“The first phase is due to the sudden expansion of the collapsed portion of the artery below the cuff and to the rapidity of the blood flow. This causes the first sharp clicking sound which measures the systolic pressure.
“The second, or murmur and sound phase is due to the whorls in the blood stream, as the pressure is further released and the part of the artery below the cuff begins to fill with blood.
“The third tone phase is due to the greater expansion of the artery and to the lowered velocity in the artery. A loud tone may be produced by a stiff artery and a slow stream or by an elastic artery and a rapid stream. This tone is clear cut, and in general is louder than the first phase.
“The fourth phase is a transition from the third, and becomes duller in sound as the artery approaches the normal size.
“The fifth phase, no-sound phase, occurs when the pressure in the cuff exerts no compression on the artery and the vessel is full throughout its length.”
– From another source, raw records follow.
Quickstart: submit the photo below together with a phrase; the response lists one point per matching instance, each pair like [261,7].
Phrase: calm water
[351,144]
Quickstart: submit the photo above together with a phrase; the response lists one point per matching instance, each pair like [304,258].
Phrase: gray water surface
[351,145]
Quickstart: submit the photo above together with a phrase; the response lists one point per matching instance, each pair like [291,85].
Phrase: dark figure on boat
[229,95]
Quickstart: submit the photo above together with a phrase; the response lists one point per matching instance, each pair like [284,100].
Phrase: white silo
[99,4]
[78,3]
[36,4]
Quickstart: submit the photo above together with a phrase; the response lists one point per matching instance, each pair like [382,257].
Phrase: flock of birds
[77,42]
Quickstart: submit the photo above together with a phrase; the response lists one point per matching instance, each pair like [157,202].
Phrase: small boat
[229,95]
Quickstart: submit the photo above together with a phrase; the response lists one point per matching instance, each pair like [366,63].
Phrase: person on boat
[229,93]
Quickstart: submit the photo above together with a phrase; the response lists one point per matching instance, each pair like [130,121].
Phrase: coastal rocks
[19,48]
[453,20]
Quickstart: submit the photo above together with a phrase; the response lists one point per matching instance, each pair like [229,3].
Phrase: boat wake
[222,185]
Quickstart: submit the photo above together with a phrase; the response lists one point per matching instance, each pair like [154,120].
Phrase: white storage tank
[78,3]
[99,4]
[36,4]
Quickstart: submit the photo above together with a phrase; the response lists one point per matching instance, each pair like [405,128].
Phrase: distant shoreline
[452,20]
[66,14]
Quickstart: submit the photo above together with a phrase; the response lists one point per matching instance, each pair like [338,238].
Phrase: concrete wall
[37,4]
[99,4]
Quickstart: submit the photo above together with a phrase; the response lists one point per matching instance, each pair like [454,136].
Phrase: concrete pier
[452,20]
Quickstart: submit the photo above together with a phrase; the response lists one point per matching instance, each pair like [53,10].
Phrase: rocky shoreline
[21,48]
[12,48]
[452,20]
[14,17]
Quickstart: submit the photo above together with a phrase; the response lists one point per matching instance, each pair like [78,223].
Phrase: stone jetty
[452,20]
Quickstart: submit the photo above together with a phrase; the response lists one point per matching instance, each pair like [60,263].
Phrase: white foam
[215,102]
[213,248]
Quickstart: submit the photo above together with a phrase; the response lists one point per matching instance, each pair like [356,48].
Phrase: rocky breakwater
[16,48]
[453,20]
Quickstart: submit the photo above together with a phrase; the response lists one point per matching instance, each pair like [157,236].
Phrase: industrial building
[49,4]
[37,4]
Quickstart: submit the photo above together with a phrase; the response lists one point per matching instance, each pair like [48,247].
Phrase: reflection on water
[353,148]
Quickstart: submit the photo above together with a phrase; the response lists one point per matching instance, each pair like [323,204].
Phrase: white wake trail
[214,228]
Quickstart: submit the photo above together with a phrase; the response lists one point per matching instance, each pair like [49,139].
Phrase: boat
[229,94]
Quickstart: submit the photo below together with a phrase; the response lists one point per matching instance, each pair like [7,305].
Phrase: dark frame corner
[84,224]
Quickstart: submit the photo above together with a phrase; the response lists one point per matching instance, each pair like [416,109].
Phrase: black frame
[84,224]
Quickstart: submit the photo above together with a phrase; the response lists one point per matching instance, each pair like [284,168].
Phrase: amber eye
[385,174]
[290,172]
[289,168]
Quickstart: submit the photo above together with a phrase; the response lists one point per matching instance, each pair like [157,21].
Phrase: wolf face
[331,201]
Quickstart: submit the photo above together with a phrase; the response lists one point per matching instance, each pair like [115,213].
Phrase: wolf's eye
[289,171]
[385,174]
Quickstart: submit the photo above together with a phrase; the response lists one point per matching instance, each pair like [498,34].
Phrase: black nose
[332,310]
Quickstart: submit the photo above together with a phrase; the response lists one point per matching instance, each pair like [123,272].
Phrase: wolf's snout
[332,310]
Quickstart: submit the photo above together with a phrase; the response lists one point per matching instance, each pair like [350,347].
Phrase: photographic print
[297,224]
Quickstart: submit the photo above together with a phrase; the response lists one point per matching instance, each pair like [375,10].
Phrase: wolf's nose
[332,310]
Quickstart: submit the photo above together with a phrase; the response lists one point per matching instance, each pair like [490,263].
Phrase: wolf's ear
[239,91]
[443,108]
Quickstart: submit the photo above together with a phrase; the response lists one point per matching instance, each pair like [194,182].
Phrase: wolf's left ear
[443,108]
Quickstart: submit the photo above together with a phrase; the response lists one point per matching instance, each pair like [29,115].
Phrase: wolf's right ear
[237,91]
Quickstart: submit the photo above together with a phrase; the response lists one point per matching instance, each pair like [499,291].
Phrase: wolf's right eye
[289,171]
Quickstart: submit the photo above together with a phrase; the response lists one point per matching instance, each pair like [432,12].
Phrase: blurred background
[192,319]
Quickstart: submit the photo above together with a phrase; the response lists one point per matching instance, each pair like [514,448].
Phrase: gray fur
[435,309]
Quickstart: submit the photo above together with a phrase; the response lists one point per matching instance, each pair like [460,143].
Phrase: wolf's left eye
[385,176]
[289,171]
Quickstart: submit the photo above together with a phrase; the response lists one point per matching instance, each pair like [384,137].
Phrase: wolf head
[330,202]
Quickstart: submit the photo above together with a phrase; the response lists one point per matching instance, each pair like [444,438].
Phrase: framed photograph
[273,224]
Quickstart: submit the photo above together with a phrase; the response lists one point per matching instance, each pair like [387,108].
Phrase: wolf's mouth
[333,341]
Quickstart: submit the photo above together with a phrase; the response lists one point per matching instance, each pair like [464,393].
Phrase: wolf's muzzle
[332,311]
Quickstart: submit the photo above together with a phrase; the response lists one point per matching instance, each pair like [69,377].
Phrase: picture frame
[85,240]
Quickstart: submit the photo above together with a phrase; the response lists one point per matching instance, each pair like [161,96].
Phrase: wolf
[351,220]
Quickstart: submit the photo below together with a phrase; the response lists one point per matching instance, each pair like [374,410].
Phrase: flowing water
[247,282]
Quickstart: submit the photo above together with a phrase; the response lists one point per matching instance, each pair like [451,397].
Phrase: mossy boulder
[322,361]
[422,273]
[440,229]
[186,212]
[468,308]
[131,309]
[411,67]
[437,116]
He also says that blood pressure always depends on four factors, viz.:
1. Cardiac energy.
2. Peripheral resistance.
3. Elasticity of the arterial walls.
4. The amount of blood in circulation.
It is very important to remember these and to give due value to each of them. With regard to No. 4, it is doubtful if this is of as much importance as has been thought or as one would at first think; the mass of blood in the body has such a large reserve of stowage room in the muscles and in the internal viscera, that its effect on general arterial pressure must be slight. The viscosity of this fluid is probably of far more importance. If one bleeds a case of high pressure freely, the pressure will fall, but only for a short time; the blood is thinned, but the loss in mass is quickly restored by absorption from the watery tissues of the body, and in a very few days the viscosity returns to its former point. Bleeding is thus very good for emergencies, such as threatening apoplexy or cardiac dyspnœa, but is of little permanent use in the routine treatment of high pressure.
Sir Clifford Allbutt, wisely and correctly, I think, divides most examples of abnormal high pressure into hyperpiesis, which describes this symptom alone, and into senile atheroma. Clinically this is important, for hyperpiesis, which generally comes on about fifty to sixty, is a very serious disease, which, untreated, destroys life in a few years, whereas senile atheroma may go on till advanced old age, crippling energy perhaps, but in many cases hardly shortening life at all. The former generally ends in cerebral hæmorrhage, cardiac degeneration or Bright’s disease, but senile atheroma may escape all of these. In hyperpiesis raised pressure is continuous and tends steadily to increase; in atheroma there are times of high pressure, but as the disease advances the pressure is often normal or subnormal, its gravity depending much on the seat of the atheroma.
Are we justified in regarding arterio-sclerosis as a true disease? I think not. One cannot justly compare it with entity diseases, such as the acute infections, as cancer, as tuberculosis, or the diseases that affect the brain and the spinal cord. It is, I think, one of the penalties of an artificial over-civilization, of social, business and competitive pressure, unwise in quantity and unscientific in method. Unfitted, as yet, in development, and lacking the necessary knowledge, men strive after a higher stage of evolution, or after illusions which they think to be so. For a while they seem to succeed, but involution and premature degeneration are the inevitable consequences. To attain their “ambitious” ends they live and work intensely, stoking their furnaces with far too much food, alcohol and other unnatural stimulants. Intemperate in work, intemperate in living, prodigal in waste, they come to an untimely end.